Burqa is the "garment of extremism," not ethnic minority costume nor Muslim clothes, a senior government official in Xinjiang said at a press conference of the State Council Information Office on Thursday.
"We Uyghur people don't like to see women wear such kinds of clothes either, and by covering the eyes, the burqa represents some kind of backwardness," Shewket Imin, an official of the Xinjiang Uyghur Autonomous Region Committee of the Communist Party of China, said at the press conference on Thursday, where a white paper on Xinjiang's decades of development was also released.
Shewket said there are problems involving people using burqas to hide their identity, citing men who wear female burqas to abduct children.
"Wearing burqas is not required to fulfill religious freedom, nor a tradition for Uyghurs or Muslims," Xu Jianying, a research fellow from the Research Center for Chinese Borderland History and Geography at the Chinese Academy of Social Sciences, told the Global Times.
After the founding of the People's Republic of China in 1949, the policy on religious freedom has been implemented together with the policy on ethnic regional autonomy. The democratic reform of the religious system and law-based management of religious affairs have helped the harmonious coexistence among different religions in Xinjiang, read the white paper.
Xinjiang currently has 24,800 venues for religious activities, including mosques, churches, Buddhist temples and Taoist temples with 29,300 clerical practitioners, said the white paper.
Xinjiang officials have been very supportive with numerous commemorative activities during Eid al-Fitr, which marks the end of the Islamic holy month of Ramadan, added Shewket.
During Ramadan, Xinjiang authorities offered around 1,000 tons of fresh mutton through nearly 200 sales outlets in 39 counties administered by 11 prefectures and cities, reported the Xinhua News Agency. In the regional capital Urumqi, over 40,000 Muslim residents had meals at the mosque every night.
While pursuing the policy of religious freedom and protecting normal religious activity, authorities have worked hard against extremism to ensure peace and security, and effectively prevented the spread of religious extremism, the white paper said.
"Religious extremists have taken advantage of religious freedom to twist and politicize some religious doctrines," said Xu.
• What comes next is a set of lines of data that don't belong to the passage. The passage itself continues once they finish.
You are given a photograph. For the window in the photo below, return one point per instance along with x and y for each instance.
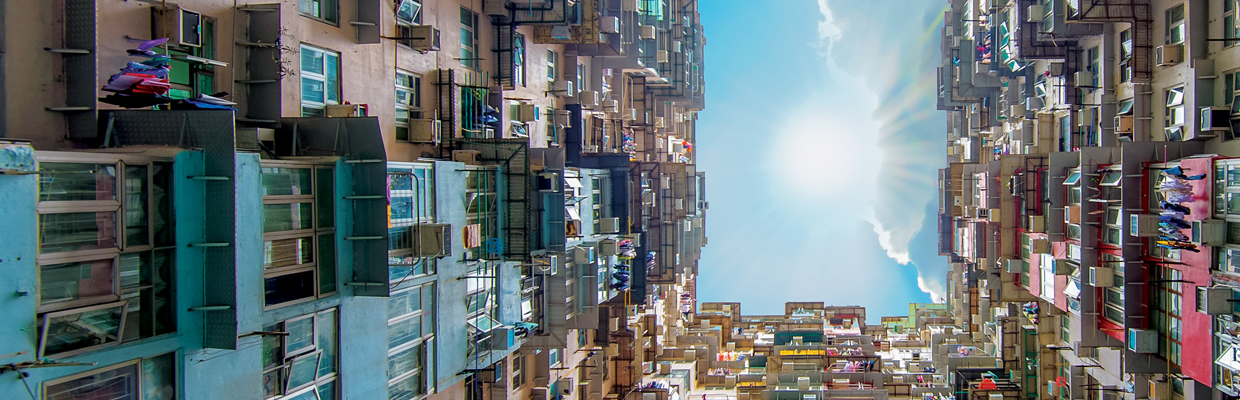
(411, 332)
(518, 60)
(551, 66)
(321, 10)
(1125, 55)
(481, 208)
(107, 250)
(299, 239)
(408, 102)
(151, 378)
(1167, 313)
(320, 79)
(518, 367)
(300, 363)
(1174, 25)
(408, 13)
(469, 41)
(1174, 113)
The battle against religious extremists and terrorism is global, which has safeguarded the interests of believers, he added.
Li Wei, a security expert at the China Institutes of Contemporary International Relations, told the Global Times that 95 percent of terrorist activities in Xinjiang have been aborted, a significant improvement in anti-terrorism efforts.
Li said civilians should not be fooled by propaganda from religious extremists.
The central government has invested nearly 1.7 trillion yuan ($266.6 billion) in the region over the past 60 years, and Xinjiang's GDP in 2014 was 115 times higher than in 1955, according to the white paper. Over the past five years, education expenditure has exceeded 250 billion yuan. By 2014, 96.5 percent of the local population had access to radios and 96.9 percent to televisions.